I have a dynamic set of result data which I'd like to extract when the beginning of a line is the same across multiple values
For instance based on this data:
FooBarBla
FooBar
FooBar_Brr
I'd like to end up with: FooBar
Based on this set of data:
foo_bar_brr
foo_bar_grr
foo_bar_gr
I'd like to end up with: foo_bar
The challenge I face is data is different all the time and it depends on a host input so I need do some sort of comparison between the lines and the extract the matching bit at the beginning of it. Any ideas how can I achieve this, if at all possible?
UPDATED:
| makeresults
| eval sample="Application_daily#Application_nighly#Application_test#Android_daily#Android,nighlty#Android.test#ApplicationData#Application-Field#Application Registry"
| makemv delim="#" sample
| table sample
| mvexpand sample
| eval sample_mod = replace(sample,"(^..*?)([_\-\., ]|(?=[A-Z]))","\1_")
| eval sample_header = mvindex(split(sample_mod,"_"),0)
| eventstats count by sample_header
I think that what was presented is covered.
I use eventstats
for clarity.
Please change to stats
as appropriate.
UPDATED:
| makeresults
| eval sample="Application_daily#Application_nighly#Application_test#Android_daily#Android,nighlty#Android.test#ApplicationData#Application-Field#Application Registry"
| makemv delim="#" sample
| table sample
| mvexpand sample
| eval sample_mod = replace(sample,"(^..*?)([_\-\., ]|(?=[A-Z]))","\1_")
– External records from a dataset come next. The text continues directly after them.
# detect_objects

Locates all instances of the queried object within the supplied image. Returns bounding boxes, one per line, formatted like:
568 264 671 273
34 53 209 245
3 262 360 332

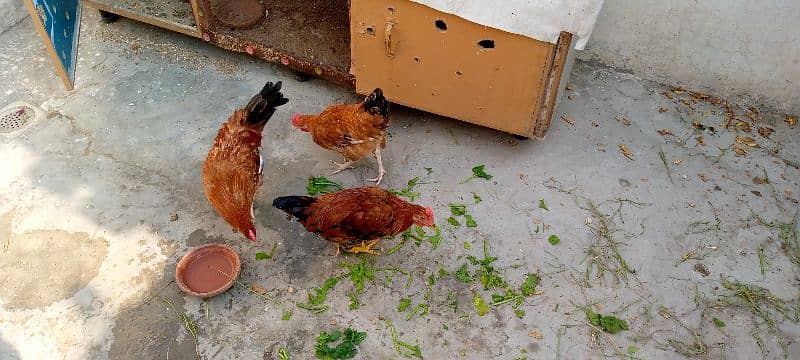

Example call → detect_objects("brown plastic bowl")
175 244 242 298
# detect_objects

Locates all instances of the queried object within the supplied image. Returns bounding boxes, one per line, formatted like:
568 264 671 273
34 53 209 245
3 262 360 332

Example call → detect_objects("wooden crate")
76 0 573 138
350 0 572 137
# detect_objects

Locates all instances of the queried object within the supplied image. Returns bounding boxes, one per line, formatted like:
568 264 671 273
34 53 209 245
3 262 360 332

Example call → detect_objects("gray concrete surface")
580 0 800 114
0 4 800 359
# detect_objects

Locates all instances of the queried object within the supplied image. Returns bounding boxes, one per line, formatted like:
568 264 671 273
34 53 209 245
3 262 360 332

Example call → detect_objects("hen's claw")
347 240 380 255
331 159 353 175
367 147 386 185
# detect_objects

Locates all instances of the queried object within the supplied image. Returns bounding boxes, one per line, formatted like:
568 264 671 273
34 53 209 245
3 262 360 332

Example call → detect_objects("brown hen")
292 89 389 185
203 81 289 241
272 186 435 254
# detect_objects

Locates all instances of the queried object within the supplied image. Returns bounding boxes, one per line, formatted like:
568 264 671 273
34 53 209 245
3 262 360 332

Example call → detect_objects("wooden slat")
83 0 201 38
23 0 75 90
533 31 572 138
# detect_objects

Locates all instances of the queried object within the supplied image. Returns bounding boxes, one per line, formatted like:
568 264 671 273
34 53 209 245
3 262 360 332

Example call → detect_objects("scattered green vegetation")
314 328 367 360
348 293 361 310
297 276 342 313
539 199 550 211
584 308 628 334
161 298 200 359
459 164 494 184
751 210 800 266
520 274 542 296
278 347 290 360
455 263 475 284
585 199 645 285
383 319 422 359
406 303 431 321
389 176 420 201
628 345 639 355
306 176 344 195
464 214 478 227
256 243 278 260
472 293 489 316
711 318 725 329
658 149 672 182
710 279 800 354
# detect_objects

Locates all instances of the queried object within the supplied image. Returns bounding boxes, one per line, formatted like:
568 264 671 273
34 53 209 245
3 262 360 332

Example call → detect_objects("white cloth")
411 0 603 50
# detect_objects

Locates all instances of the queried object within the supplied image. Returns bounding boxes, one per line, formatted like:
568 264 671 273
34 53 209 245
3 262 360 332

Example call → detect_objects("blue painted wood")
32 0 81 83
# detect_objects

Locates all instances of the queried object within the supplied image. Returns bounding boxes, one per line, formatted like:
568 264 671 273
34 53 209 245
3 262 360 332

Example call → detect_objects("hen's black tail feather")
272 196 317 220
245 81 289 126
364 88 389 119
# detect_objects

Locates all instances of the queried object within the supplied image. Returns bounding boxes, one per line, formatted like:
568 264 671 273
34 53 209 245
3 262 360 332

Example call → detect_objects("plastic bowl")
175 244 242 298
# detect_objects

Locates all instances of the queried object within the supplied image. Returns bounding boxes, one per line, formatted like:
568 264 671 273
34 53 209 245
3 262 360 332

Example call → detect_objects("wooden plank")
23 0 81 90
533 31 572 139
83 0 201 38
197 0 354 86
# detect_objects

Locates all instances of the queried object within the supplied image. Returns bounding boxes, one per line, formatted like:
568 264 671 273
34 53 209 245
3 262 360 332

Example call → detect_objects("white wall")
579 0 800 114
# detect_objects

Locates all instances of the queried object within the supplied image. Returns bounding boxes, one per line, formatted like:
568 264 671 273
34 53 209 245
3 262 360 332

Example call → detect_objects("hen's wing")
312 104 386 160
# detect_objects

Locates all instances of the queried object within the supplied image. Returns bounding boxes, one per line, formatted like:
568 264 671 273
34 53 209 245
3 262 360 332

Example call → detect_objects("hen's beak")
247 229 258 242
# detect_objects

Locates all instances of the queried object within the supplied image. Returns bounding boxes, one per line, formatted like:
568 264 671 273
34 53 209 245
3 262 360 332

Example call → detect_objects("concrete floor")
0 1 800 359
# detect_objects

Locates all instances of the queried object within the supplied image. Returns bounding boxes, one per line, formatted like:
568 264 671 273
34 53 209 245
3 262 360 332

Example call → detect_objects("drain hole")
0 106 34 134
478 40 494 49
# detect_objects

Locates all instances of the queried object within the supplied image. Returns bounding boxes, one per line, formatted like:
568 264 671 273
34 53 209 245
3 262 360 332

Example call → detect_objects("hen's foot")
367 147 386 185
347 240 380 255
331 160 353 175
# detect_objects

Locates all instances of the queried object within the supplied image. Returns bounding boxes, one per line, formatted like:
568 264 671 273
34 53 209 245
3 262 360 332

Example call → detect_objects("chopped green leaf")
460 164 494 184
472 293 489 316
450 203 467 216
428 273 436 286
384 319 422 359
521 274 542 296
314 328 367 360
406 303 430 321
586 309 628 334
256 243 278 260
464 214 478 227
456 264 475 284
445 291 458 312
539 199 550 211
349 293 361 310
397 298 411 312
711 318 725 329
339 260 375 294
278 348 289 360
427 226 442 250
306 176 344 195
447 216 461 226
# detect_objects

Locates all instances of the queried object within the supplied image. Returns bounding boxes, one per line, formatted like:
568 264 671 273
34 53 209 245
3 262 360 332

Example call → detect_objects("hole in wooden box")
478 39 494 49
199 0 350 80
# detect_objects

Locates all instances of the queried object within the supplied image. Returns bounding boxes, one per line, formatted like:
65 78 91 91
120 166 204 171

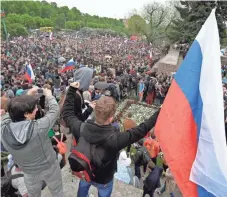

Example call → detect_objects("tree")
34 16 43 28
128 2 175 43
169 1 227 44
7 23 28 37
6 14 22 23
128 15 146 35
1 1 126 36
144 2 176 43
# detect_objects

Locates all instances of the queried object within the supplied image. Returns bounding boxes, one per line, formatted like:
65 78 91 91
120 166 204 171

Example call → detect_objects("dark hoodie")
63 87 159 184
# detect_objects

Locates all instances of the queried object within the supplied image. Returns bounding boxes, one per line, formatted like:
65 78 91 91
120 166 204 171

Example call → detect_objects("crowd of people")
1 33 225 197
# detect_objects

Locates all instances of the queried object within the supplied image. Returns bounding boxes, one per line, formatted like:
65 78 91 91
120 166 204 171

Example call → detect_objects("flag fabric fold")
60 58 75 73
155 10 227 197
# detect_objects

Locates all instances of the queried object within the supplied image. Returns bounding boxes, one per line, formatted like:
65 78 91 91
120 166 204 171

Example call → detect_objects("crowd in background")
0 34 227 197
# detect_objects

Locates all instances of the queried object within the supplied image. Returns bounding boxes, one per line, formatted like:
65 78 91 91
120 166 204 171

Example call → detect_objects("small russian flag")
24 64 35 82
49 32 54 40
60 58 75 73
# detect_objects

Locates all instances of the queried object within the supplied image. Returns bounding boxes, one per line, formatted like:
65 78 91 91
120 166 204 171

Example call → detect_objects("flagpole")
1 10 8 42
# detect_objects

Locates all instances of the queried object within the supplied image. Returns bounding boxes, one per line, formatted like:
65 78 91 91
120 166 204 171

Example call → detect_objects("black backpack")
138 147 151 165
1 164 24 197
106 83 118 100
68 123 114 182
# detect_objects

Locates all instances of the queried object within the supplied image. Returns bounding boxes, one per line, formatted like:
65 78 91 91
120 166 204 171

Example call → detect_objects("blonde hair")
95 96 117 124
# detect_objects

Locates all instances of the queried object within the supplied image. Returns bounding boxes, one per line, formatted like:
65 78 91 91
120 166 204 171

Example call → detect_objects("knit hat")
119 151 132 167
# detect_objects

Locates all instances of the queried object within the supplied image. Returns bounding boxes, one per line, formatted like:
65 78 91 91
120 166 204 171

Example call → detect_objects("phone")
37 88 43 94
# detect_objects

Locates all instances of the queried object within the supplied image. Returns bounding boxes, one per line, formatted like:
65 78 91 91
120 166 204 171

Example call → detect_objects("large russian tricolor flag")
24 64 35 82
155 10 227 197
60 58 75 73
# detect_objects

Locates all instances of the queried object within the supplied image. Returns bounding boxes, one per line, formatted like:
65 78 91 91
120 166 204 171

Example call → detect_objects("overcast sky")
47 0 167 18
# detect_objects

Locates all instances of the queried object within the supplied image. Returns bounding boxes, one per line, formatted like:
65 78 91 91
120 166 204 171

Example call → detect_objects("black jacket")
62 87 93 124
63 87 159 184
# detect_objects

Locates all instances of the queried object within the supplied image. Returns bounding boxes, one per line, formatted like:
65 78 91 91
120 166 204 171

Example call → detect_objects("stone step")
42 165 143 197
42 165 182 197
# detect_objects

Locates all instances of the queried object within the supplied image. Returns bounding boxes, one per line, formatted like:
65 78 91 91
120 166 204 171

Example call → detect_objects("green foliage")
128 2 175 43
128 14 146 35
169 1 227 43
1 1 128 34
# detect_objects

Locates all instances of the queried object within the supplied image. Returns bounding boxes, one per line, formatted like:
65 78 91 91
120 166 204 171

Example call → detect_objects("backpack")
147 81 154 93
138 147 151 165
59 90 83 128
68 123 114 182
52 133 67 155
1 164 24 197
106 84 118 100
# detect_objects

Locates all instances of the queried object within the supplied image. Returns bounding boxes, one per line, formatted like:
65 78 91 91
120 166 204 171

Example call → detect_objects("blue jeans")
77 180 113 197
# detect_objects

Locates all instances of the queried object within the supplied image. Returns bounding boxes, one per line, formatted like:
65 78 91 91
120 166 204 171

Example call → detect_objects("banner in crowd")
155 10 227 197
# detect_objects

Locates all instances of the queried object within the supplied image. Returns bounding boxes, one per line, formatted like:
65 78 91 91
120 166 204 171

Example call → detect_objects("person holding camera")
1 88 63 197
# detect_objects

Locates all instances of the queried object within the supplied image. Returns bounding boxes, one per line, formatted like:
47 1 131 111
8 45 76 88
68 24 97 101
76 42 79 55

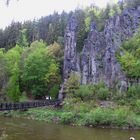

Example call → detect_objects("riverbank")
0 103 140 130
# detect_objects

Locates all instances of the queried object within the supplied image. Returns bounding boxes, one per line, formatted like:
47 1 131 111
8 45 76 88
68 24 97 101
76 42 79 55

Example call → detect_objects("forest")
0 0 140 128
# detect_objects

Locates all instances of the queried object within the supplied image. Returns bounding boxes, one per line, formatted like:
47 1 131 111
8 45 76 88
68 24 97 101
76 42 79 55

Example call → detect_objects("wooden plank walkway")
0 100 61 111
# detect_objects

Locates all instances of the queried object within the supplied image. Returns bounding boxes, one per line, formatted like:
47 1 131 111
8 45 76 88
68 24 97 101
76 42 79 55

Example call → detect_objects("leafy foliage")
117 31 140 78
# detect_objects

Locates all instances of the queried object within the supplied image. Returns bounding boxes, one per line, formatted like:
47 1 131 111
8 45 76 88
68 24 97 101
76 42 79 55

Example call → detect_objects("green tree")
7 63 21 102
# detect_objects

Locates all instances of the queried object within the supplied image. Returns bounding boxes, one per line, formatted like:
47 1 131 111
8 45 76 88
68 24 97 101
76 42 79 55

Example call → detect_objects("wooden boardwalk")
0 100 61 111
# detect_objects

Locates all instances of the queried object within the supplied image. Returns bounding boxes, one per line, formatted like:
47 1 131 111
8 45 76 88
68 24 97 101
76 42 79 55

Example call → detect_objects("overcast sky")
0 0 117 28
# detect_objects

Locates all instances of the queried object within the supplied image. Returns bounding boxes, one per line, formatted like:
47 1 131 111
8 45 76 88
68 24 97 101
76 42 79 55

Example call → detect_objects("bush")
95 81 110 100
74 85 94 100
61 112 75 124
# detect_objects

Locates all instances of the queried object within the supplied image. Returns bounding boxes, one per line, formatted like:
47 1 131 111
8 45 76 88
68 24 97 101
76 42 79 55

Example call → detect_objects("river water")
0 118 140 140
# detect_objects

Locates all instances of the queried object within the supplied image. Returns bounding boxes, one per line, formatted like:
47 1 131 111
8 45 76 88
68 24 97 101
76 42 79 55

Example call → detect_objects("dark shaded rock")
63 7 140 92
63 17 80 79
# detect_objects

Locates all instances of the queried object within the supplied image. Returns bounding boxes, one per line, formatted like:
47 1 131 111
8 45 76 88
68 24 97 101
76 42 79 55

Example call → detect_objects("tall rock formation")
64 7 140 90
63 17 80 79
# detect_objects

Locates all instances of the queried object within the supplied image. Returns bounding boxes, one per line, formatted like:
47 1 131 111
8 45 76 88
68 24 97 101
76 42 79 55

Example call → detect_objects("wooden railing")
0 100 61 111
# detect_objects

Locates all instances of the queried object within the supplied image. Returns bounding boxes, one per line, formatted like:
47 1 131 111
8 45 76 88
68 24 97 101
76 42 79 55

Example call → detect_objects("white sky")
0 0 116 28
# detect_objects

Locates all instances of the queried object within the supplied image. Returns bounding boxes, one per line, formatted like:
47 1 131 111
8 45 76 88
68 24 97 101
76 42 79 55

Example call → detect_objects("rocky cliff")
64 7 140 90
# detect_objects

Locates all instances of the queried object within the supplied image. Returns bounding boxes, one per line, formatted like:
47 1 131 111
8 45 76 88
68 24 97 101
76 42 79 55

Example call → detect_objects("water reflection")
0 118 140 140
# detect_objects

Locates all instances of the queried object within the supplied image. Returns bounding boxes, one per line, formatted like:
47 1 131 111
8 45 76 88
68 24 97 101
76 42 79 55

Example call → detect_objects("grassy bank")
1 103 140 129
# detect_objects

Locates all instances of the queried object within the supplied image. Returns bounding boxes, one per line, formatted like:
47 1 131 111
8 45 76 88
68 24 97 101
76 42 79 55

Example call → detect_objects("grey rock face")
81 23 106 84
63 17 80 79
64 7 140 89
81 8 140 88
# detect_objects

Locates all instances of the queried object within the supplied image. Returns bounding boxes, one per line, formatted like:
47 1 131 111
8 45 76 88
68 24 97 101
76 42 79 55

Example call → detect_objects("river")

| eval sample_header = mvindex(split(sample_mod,"_"),0)
| eventstats count by sample_header
I think that what was presented is covered.
I use eventstats
for clarity.
Please change to stats
as appropriate.
sorry for the lack of response on this.thank you. that works great.
I have a slight deviation from the standard dataset where the sample data would be like:
"Application_daily#Application_nighly#Application_test#Android_daily#Android,nighlty#Android.test#ApplicationData#Application-Field#Application Registry#AUS_ApplicationRegistry#SysTest_Application#EDI_Application#"
and I'd like sample_header to equal to Application from sample values like:#AUS_ApplicationRegistry#SysTest_Application#EDI_Application#
I guess the best way to achieve this would be a conditional on the drop-down Jenkins host results.
....
| eval sample_mod = replace(sample,"(^..*?)([_\-\., ]|(?=[A-Z]))","\1_")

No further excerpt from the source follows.